Les 47 membres du Conseil des droits de l'homme ont été saisis de ce projet de résolution dans le cadre d'une session spéciale sur la Syrie, qui a été demandée mercredi par plusieurs pays dont le Qatar, les Etats-Unis, l'Union
européenne et l'Arabie Saoudite. La Russie et la Chine n'ont pas soutenu cette demande de session.

"Condammant dans les termes les plus sévères les assassinats scandaleux de 49 enfants, tous ayant moins de 10 ans", le projet de résolution demande à la commission d'enquête "de conduire une enquête spéciale exhaustive, indépendante et sans entrave en accord avec les standards internationaux sur les évènements de Houla".

Le texte demande aussi à la commission d'enquête "d'identifier publiquement les responsables de ces attrocités et de leur demander des comptes".

Il exhorte aussi les experts de la commission d'établir un rapport sur les conclusions de l'enquête et de le transmettre au Conseil des droits de l'homme lors de sa 20ème session (18 juin au 6 juillet).

Il demande aussi à Damas d'autoriser l'accès aux humanitaires et de "coopérer pleinement avec la commission d'enquête" et de lui accorder un accès sans entrave au pays.

Le projet de résolution que le Conseil des droits de l'homme doit étudier souligne pour sa part l'échec des autorités syriennes à "protéger et promouvoir les droits de tous les Syriens".

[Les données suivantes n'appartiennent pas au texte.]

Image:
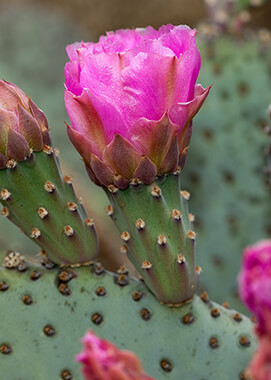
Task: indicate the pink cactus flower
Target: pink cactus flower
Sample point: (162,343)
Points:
(255,283)
(131,98)
(255,290)
(260,366)
(103,361)
(23,126)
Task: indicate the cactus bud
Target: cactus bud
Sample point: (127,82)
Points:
(23,126)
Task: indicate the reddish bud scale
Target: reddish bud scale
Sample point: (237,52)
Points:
(23,126)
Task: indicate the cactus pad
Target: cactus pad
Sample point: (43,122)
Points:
(44,313)
(43,204)
(225,168)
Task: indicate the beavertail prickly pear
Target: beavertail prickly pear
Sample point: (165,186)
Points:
(131,99)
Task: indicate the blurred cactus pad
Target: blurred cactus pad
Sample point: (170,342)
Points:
(225,168)
(44,312)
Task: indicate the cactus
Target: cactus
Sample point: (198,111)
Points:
(45,312)
(158,236)
(225,174)
(52,216)
(137,159)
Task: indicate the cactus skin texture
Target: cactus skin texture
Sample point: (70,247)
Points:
(43,318)
(43,204)
(225,169)
(158,236)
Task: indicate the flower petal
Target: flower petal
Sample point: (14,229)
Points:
(183,113)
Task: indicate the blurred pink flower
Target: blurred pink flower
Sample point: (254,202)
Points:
(260,366)
(131,98)
(103,361)
(23,125)
(255,290)
(255,283)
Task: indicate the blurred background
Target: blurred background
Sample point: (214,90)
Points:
(33,36)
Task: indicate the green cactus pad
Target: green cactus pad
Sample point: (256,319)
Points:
(225,166)
(45,313)
(158,235)
(43,204)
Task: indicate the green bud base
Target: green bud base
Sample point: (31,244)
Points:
(44,205)
(158,236)
(45,313)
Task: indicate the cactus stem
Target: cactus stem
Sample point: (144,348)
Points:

Le projet de résolution demande d'ailleurs à M. Annan d'informer le Conseil des droits de l'homme sur la situation lors de la prochaine session de la 21ème session du Conseil (10-28 septembre).el manar

hben
01/06/2012, 20h03
Il a ajouté que la commission d'établissement des faits a été installée conformément aux directives du commandement général de l'armée et des forces armées, soulignant que l'enquête s'était basée sur des témoignages des témoins oculaires qui avaient constaté l'ampleur de ce crime abominable.

...Et la dite commission a vite fait d'établir les faits! Ce qui est moins établis, c'est l'honnêteté intellectuelle de l'auteur qui oublie de préciser que c'est la commission du boucher de Damas qui vient établir les faits dont est accusé Bashar!..
Enfin, du khorti de khoroto comme d'habitude!

nacer-eddine06
01/06/2012, 20h21
La tragédie de Houla a montré à quoi mènent l'aide financière et les livraisons en contrebande d'armes modernes aux rebelles, l'enrôlement de mercenaires et les avances à toute sorte d'extrémistes, a estimé la diplomatie russe en regrettant que certains acteurs clé sur la scène internationale ne soient pas prêts à agir dans la logique d'un règlement pacifique.
ministere russe des affaires etrangeres

traks
01/06/2012, 20h38
le général, Qassem Jamal Souleymane, chef de la commission d'établissement des faits, a indiqué que cette enquête est préliminaire, soulignant que l'enquête se poursuit.

el rachem 7mida we la3ab 7mida

zen.man
01/06/2012, 23h20
Le meilleur moyen de deviner l'avenir est de l'écrire. Certains l'écrivent et d'autres le subissent.

Les Américains ont ce privilège de deviner l'avenir.